State Sen. Sonia Chang-Diaz, perhaps the most progressive Democrat already in the race, said Baker's decision not to seek a third term means the state will be looking for new leadership and systemic change.

"The people of Massachusetts are ready for a new chapter with new leadership. For far too long, people in power have asked working families to wait for change — despite a growing affordable housing crisis, inaccessible and expensive child and health care, the existential threat of climate change, and long-standing racial injustice," Chang-Diaz wrote in a statement.

Another Democrat already in the race, former Sen.

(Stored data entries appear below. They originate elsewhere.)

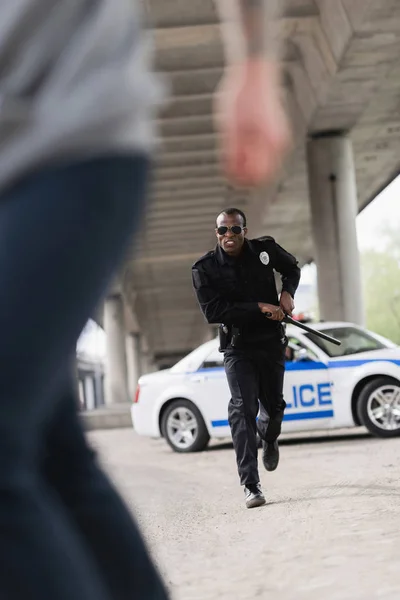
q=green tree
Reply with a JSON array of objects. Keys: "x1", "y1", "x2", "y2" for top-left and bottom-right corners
[{"x1": 361, "y1": 226, "x2": 400, "y2": 344}]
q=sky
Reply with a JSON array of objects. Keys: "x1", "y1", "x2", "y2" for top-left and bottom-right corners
[
  {"x1": 79, "y1": 175, "x2": 400, "y2": 357},
  {"x1": 356, "y1": 174, "x2": 400, "y2": 252}
]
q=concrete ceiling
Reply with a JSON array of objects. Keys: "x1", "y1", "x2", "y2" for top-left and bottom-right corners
[{"x1": 121, "y1": 0, "x2": 400, "y2": 364}]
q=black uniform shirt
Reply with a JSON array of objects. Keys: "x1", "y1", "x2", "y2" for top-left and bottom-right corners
[{"x1": 192, "y1": 237, "x2": 301, "y2": 344}]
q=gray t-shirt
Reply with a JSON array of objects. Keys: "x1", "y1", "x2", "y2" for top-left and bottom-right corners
[{"x1": 0, "y1": 0, "x2": 165, "y2": 192}]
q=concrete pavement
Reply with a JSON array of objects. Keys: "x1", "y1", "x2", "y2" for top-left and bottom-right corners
[{"x1": 88, "y1": 428, "x2": 400, "y2": 600}]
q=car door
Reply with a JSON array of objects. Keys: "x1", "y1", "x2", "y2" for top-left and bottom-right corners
[
  {"x1": 282, "y1": 336, "x2": 335, "y2": 433},
  {"x1": 189, "y1": 347, "x2": 231, "y2": 438}
]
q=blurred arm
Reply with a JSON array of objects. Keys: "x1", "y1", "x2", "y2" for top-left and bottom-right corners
[{"x1": 215, "y1": 0, "x2": 281, "y2": 64}]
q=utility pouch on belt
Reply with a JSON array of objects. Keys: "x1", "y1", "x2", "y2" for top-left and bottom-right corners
[
  {"x1": 218, "y1": 324, "x2": 229, "y2": 352},
  {"x1": 231, "y1": 325, "x2": 242, "y2": 348}
]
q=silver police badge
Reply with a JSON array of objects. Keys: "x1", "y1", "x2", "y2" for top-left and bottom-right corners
[{"x1": 259, "y1": 251, "x2": 270, "y2": 266}]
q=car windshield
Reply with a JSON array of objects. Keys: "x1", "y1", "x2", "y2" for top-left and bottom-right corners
[{"x1": 304, "y1": 326, "x2": 390, "y2": 358}]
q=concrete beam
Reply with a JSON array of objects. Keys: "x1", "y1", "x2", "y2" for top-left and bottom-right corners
[
  {"x1": 341, "y1": 0, "x2": 375, "y2": 31},
  {"x1": 160, "y1": 94, "x2": 212, "y2": 120},
  {"x1": 150, "y1": 0, "x2": 217, "y2": 29},
  {"x1": 133, "y1": 253, "x2": 204, "y2": 266},
  {"x1": 153, "y1": 18, "x2": 330, "y2": 75},
  {"x1": 140, "y1": 237, "x2": 213, "y2": 250},
  {"x1": 140, "y1": 218, "x2": 214, "y2": 232},
  {"x1": 160, "y1": 133, "x2": 217, "y2": 153},
  {"x1": 146, "y1": 202, "x2": 224, "y2": 218},
  {"x1": 150, "y1": 0, "x2": 319, "y2": 29},
  {"x1": 168, "y1": 68, "x2": 222, "y2": 96},
  {"x1": 153, "y1": 175, "x2": 226, "y2": 191},
  {"x1": 133, "y1": 285, "x2": 197, "y2": 295},
  {"x1": 151, "y1": 181, "x2": 224, "y2": 195},
  {"x1": 150, "y1": 183, "x2": 223, "y2": 201},
  {"x1": 156, "y1": 163, "x2": 220, "y2": 181},
  {"x1": 315, "y1": 0, "x2": 353, "y2": 64},
  {"x1": 136, "y1": 243, "x2": 211, "y2": 255},
  {"x1": 158, "y1": 115, "x2": 214, "y2": 137},
  {"x1": 136, "y1": 230, "x2": 210, "y2": 243},
  {"x1": 157, "y1": 149, "x2": 217, "y2": 168},
  {"x1": 154, "y1": 24, "x2": 222, "y2": 72},
  {"x1": 164, "y1": 64, "x2": 292, "y2": 102}
]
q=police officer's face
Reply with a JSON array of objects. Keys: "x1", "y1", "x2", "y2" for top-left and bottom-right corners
[{"x1": 216, "y1": 213, "x2": 247, "y2": 256}]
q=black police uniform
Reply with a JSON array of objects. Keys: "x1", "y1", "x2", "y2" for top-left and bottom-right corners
[{"x1": 192, "y1": 237, "x2": 300, "y2": 486}]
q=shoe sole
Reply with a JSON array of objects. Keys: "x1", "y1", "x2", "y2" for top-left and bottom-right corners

Ben Downing, said he never intended his race to focus on Baker or any other candidate.

“Governor Baker’s decision to not run for re-election marks an opportunity to both upend the culture of complacency on Beacon Hill and elect leadership committed to delivering much-needed change to all 351 communities in Massachusetts," Downing wrote.

Harvard Professor Danielle Allen is also running in the Democratic primary.

There is strong speculation that Attorney General Maura Healey could throw her hat into the ring, perhaps as early as next week.

Gina Christo, senior strategist on the Downing campaign, suggested that Baker vacating the seat is an "incredible opportunity to ignite an electorate" that hasn't engaged with state politics since Gov. Deval Patrick was reelected in 2010.

"What that means is, it's not just progressives, but it's the knitting together of progressives, moderates and people of color across the state, really leaning in heavily on gateway cities. There's this set of unenrolled voters who were Baker people who sit out the primary and vote in the general, and now those folks are up for grabs," Christo said.

State Democratic Party Chairman Gus Bickford saw Baker's departure as a sign that Baker and the Donald Trump-oriented GOP can no longer coexist.

"Charlie Baker was pushed out of office by his own Party which has completely adopted the tactics and policies of Donald Trump," Bickford wrote.

If Diehl is successful in capturing the GOP nomination, Bickford said voters will side with Democrats.

"Geoff Diehl and the Massachusetts Republican Party are offering chaos, division and policies that will drag our state back in time. We believe voters will choose progress in 2022," Bickford wrote.

This story was updated to include additional details and comments.